Bharat Bhushan Tiwari (c. 1998 – 17 June 2026) was an Indian student and social activist from Bhojpur district, Bihar. He gained national attention following his controversial death in a police encounter in June 2026. The incident, which was live-streamed on social media, sparked widespread protests and allegations of a staged killing, leading the Government of Bihar to order a judicial inquiry.

== Early life and activism ==
Tiwari was born in Belauthi village, located in the Shahpur police station area of Bhojpur district, Bihar, to a retired police driver, Shree Kashinath Tiwari, and Shreemati Asha Devi. He held a Bachelor of Science degree.

Locally, Tiwari was known as a public advocate and social worker. He frequently raised community issues before the district administration and was described by political leaders and local residents as a vocal supporter of marginalized groups, including Scheduled Castes, Scheduled Tribes, Other Backward Classes (OBC), and impoverished communities.
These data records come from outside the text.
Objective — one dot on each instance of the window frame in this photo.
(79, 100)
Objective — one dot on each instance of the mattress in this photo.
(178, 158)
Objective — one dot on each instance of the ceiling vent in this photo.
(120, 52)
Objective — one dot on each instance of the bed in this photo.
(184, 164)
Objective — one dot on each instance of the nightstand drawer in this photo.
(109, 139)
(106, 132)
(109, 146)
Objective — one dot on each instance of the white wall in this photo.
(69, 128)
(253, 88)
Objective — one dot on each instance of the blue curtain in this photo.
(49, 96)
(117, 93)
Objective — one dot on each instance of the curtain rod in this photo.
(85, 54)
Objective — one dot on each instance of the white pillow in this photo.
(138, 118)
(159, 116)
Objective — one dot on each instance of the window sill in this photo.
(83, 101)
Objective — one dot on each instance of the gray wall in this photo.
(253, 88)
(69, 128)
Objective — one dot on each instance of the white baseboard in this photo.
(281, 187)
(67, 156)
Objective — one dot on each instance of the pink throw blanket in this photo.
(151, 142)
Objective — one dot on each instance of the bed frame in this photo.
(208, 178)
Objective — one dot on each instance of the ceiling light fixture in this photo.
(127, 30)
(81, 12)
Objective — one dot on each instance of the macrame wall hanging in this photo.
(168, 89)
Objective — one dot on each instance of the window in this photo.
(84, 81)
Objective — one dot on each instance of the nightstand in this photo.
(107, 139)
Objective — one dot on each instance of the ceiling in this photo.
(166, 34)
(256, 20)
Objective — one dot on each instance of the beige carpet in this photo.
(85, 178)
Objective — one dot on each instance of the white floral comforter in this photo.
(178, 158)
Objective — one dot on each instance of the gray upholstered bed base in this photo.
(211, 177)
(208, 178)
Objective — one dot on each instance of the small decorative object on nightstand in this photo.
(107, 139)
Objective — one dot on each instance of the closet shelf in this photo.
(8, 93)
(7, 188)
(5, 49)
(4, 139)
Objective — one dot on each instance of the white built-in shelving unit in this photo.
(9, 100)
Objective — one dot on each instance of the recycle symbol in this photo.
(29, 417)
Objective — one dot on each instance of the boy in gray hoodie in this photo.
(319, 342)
== Political response and investigations ==
On 17 June 2026, Shahpur Police, alongside the Special Task Force (STF), went to Tiwari's locality and asked for his surrender alleging that he was in possession of an unlicensed firearm. Subsequently, Tiwari came to the police and demanded that all the pending development projects of his village be completed. After a verbal agreement with a police officer, Tiwari threw the gun aside during a Facebook live stream and surrendered himself. After surrendering, the police shot him five times. He later died from his injuries. According to eye witnesses, police shot him three times on the spot and two times later in the police vehicle. The incident drew condemnation across the political spectrum. Opposition leader Tejashwi Yadav demanded an apology from the government regarding FIRs filed against Tiwari's family members. Ruling alliance members, including Janata Dal (United) leader Sanjay Jha and representatives from the Lok Janshakti Party (Ram Vilas), questioned the legitimacy of the encounter and demanded high-level investigations. Former Home Secretary of India Raj Kumar Singh visited Tiwari's family, calling for a fair probe and the withdrawal of cases registered against the protesters and the victim's relatives.

On 19 June 2026, in response to the mounting pressure, the Bihar Police suspended four officers present during the encounter, including a Station House Officer (SHO), Sub-Inspector, and Assistant Sub-Inspector. On 20 June, the Bihar government announced an independent judicial inquiry under the supervision of a retired High Court judge.

Additionally, a letter petition was filed before the Chief Justice of India by Supreme Court advocate Narendra Mishra, seeking suo motu cognizance of the case. The petition demanded the registration of a murder case against the involved officers, the transfer of the investigation to an independent agency such as the Central Bureau of Investigation (CBI) or a Special Investigation Team (SIT), and strict adherence to Supreme Court guidelines regarding police encounters.